The remarks amount to the latest warning issued to investors who have herded into government bonds this month, following a downturn in U.S. economic indicators and a series of anxious-sounding comments from Federal Reserve officials. The yield on the 10-year Treasury bond has plunged to a recent 2.45% from the already low level of 3% at the end of last month.
That rally surely has been driven in part by fear that the world is in for a long period of subpar growth.

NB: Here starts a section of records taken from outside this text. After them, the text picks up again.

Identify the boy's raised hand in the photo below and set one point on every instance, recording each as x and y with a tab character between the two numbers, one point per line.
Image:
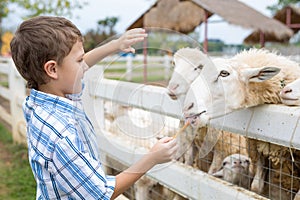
164	150
131	37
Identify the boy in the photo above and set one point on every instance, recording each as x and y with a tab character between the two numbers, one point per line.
63	154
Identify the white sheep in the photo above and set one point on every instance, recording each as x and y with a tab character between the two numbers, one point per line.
253	78
236	169
188	65
290	94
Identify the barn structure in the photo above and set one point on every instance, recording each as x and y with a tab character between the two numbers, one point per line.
185	15
289	15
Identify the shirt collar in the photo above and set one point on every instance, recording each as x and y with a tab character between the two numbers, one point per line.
71	102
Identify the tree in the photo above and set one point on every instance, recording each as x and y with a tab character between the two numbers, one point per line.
104	31
108	23
38	7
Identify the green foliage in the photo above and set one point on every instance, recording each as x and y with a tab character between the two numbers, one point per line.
56	7
281	4
16	178
105	30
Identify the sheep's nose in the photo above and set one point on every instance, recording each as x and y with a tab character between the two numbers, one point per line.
237	162
188	107
173	87
286	90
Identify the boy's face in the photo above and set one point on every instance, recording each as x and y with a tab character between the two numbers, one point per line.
71	71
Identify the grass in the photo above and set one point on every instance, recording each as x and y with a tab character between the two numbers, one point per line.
16	178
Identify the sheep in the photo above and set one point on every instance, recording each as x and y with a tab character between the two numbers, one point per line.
290	93
253	78
236	169
188	65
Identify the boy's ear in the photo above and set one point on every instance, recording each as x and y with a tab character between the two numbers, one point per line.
50	68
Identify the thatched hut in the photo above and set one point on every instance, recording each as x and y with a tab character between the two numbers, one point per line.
289	15
185	15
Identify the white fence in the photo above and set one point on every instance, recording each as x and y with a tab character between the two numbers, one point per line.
272	123
15	94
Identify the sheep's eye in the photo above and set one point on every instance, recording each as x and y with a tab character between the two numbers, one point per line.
172	64
199	67
224	73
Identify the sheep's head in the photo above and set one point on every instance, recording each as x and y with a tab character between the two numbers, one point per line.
222	89
236	170
290	94
188	63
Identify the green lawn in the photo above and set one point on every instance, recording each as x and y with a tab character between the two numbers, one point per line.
16	179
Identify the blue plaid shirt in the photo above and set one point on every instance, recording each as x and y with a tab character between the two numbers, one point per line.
62	148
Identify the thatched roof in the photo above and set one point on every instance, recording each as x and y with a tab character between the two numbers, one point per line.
184	16
281	16
173	15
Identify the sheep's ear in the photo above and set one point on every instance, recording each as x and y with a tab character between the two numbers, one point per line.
218	174
259	74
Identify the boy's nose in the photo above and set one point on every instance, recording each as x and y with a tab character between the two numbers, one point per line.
85	66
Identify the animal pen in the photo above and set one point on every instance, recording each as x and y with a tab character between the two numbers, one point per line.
128	116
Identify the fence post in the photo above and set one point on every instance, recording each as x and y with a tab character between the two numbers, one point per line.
129	58
18	91
167	66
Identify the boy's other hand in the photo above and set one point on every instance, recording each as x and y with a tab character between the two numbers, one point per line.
131	37
164	150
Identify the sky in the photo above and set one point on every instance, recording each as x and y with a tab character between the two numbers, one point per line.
128	11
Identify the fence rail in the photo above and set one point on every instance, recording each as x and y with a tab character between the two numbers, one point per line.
273	123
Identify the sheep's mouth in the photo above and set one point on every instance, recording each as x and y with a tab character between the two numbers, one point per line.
289	99
193	117
172	95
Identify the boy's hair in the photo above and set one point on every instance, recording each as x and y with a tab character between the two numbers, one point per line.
39	40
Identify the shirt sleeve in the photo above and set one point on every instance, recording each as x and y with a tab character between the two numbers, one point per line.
78	174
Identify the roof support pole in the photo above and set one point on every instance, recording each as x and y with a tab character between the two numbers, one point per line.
261	39
205	44
145	44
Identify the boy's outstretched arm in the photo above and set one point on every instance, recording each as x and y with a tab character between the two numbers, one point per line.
163	151
123	43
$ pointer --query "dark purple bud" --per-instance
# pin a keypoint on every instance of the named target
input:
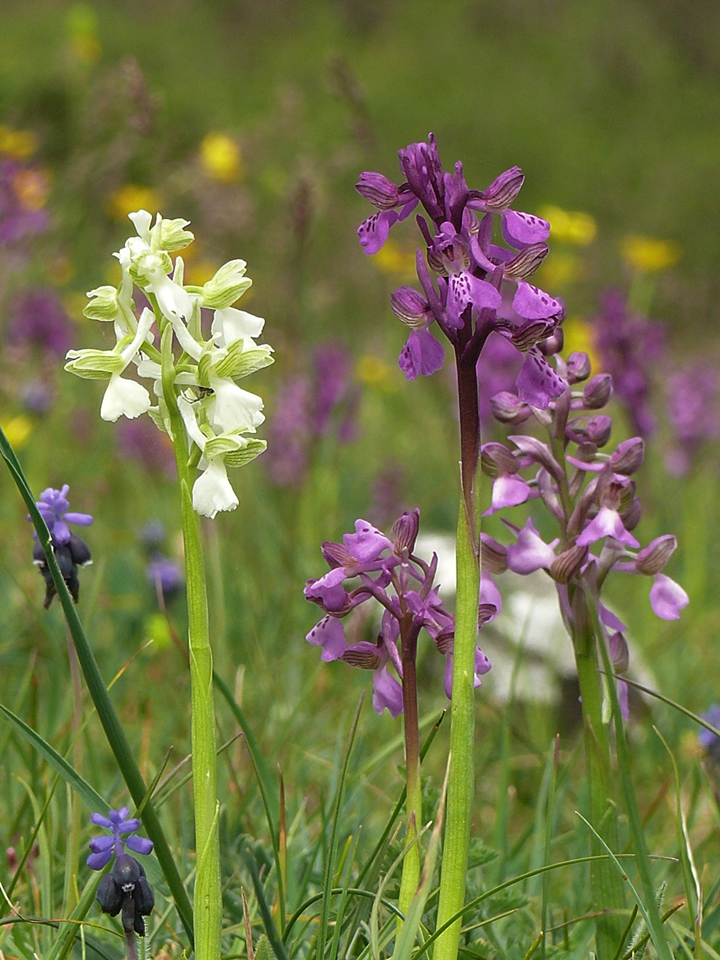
(553, 344)
(380, 191)
(652, 558)
(619, 653)
(508, 408)
(628, 456)
(503, 190)
(526, 262)
(410, 307)
(578, 367)
(494, 555)
(567, 564)
(496, 459)
(404, 532)
(598, 391)
(530, 334)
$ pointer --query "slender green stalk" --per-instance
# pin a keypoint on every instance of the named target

But it has been aided, the report contends, by the observation that holders of government bonds (and bonds issued by too big to fail banks) have received what amounts to preferential treatment during three years of crisis.
That can't go on forever, analyst Arnaud Mares writes in the firm's first Sovereign Subjects report.
"The question is not whether they will renege on their promises," he writes of rich country governments, "but rather upon which of their promises they will renege, and what form this default will take."
While Morgan Stanley said it doesn't expect the biggest governments to stop making payments outright – currency issuers such as the United States and United Kingdom can, after all, simply print money if the need arises – it does believe buyers at current prices leave themselves scant defense against other tools policymakers might use to chip away at the their burdens, such as inflation, tax increases and regulatory restrictions.
"Outright sovereign default in large advanced economies remains an extremely unlikely outcome, in our view," Manes writes. "But current yields and break-even inflation rates provide very little protection against the credible threat of financial oppression in any form it might take."
Mares writes that while there has been much discussion of rising debt levels in rich country governments, even those scary-looking numbers understate the scale of the problem.
"Debt/GDP ratios are too backward-looking and considerably underestimate the fiscal challenge faced by advanced economies' governments," Mares writes.
The rating agencies have made similar points in recent weeks, contending that the biggest problem for policymakers is not the debt they have on the books now but the borrowing they will have to do in coming years to make good on promises coming due in the future.
Just to drive the point home, however, Mares likens the deteriorating fiscal situation in countries like the United States and Japan to the fix many bubble-era Sun Belt house buyers now find themselves in. To extend the analogy, bondholders are like the banks the lent to these poor saps when the housing bubble was whipped into a frothy peak.
"On the basis of current policies," Mares writes, "most governments are deep in negative equity."
The big question now, he continues, is what form this exciting new round of walking-away will take. For bondholders, he concludes, "History is not so reassuring after all."